Bücher schmökern im Telefonhäuschen

Saarbrücken · Für 200 Euro hat Eva Jungen aus Scheidt eine ausrangierte Telefonzelle gekauft und mit Büchern gefüllt. Wer mag, kann sich Bücher daraus mitnehmen und alte hineinstellen. Die ungewöhnliche Bibliothek werde gut genutzt, sagt Jungen. Jetzt fehlt eigentlich nur noch eines: eine Bank zum Lesen.

 Eva Jungens ungewöhnlicher „Bücherschrank“ in Scheidt steht jedem offen. Foto: Dietze

Eva Jungens ungewöhnlicher „Bücherschrank“ in Scheidt steht jedem offen. Foto: Dietze

Foto: Dietze

Die Zeiten der klassischen Telefonzellen scheinen vorbei. Immer seltener zum Telefonieren benutzt, finden sie heutzutage eher anderweitig Verwendung. Während sich vor dem Saarbrücker Hauptbahnhof in zum Teil beschädigten "Telefonhäuschen", wie die klassische Zelle mit vier Wänden und Dach in der Amtssprache genannt wird, Abfälle stapeln, kommt in Saarbrücken-Scheidt einer alten Telefonzelle eine gänzlich neue Funktion zu. Hier steht eine Telefonzelle, in der sich Bücher stapeln. Die Idee dazu stammt von Eva Jungen.

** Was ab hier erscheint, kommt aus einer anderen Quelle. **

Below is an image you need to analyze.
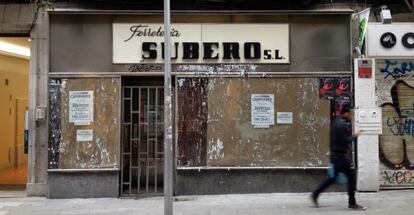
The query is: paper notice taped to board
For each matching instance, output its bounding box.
[76,129,93,142]
[251,94,275,128]
[69,91,93,125]
[277,112,293,124]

Die 52-jährige Krankenschwester hat vor rund eineinhalb Jahren eine ausrangierte Telefonzelle erworben und diese anschließend vor ihrem Haus in Scheidt zu einem frei zugänglichen Bücherschrank umfunktioniert. In diesen kann man einerseits alte oder bereits gelesene Bücher hineinstellen sowie andererseits vorhandene Bücher mitnehmen.
Rund um die Uhr offen

Der Gedanke dahinter sei es gewesen, "jedermann einen freien Zugang zum Lesen zu ermöglichen", sagt Eva Jungen, weshalb die kleine Bibliothek vor dem alten Forsthaus in Scheidt (Im Flürchen 62 a) auch 24 Stunden am Tag zugänglich ist. Genutzt werde die Telefonzelle täglich, wie Jungen an den vorbeikommenden Besuchern und dem wechselnden Buchbestand erkennen könne. Dabei sei die Telefonzelle mit einem Preis von 200 Euro "als kostengünstige Alternative zu einem schweren Bücherschrank eher Mittel zum Zweck" gewesen. Um ihr Projekt gänzlich abzurunden, wünscht sich Jungen noch eine neue Bank neben der Telefonzelle, damit man die Bücher auch bequem vor Ort lesen kann. Hierbei hofft sie "auf die Unterstützung eines Sponsors oder eines edlen Spenders".

Zurückzuführen ist der Kauf des Telefonhäuschen auf den stark voranschreitenden Abbau alter Telefonzellen in ganz Deutschland. "Mit dem Siegeszug des Handys hat die Bedeutung der Telefonzelle abgenommen", erklärt André Hofmann von der Telekom. "Es gibt bundesweit nur noch rund 30 000 Telefonzellen, die die Deutsche Telekom betreibt." Insbesondere an kaum genutzten und somit wirtschaftlich unattraktiven Standorten werden Telefonzellen abgebaut. Allerdings gibt es durchaus noch Orte mit hoher Nutzung. Hierzu zählen vor allem Flughäfen und Bahnhöfe. Mag die Telefonzelle auch vielerorts ausgedient haben, so zeigt Eva Jungens Bücherschrank, dass es doch noch so manch sinnvolle Verwendungsmöglichkeit für sie gibt.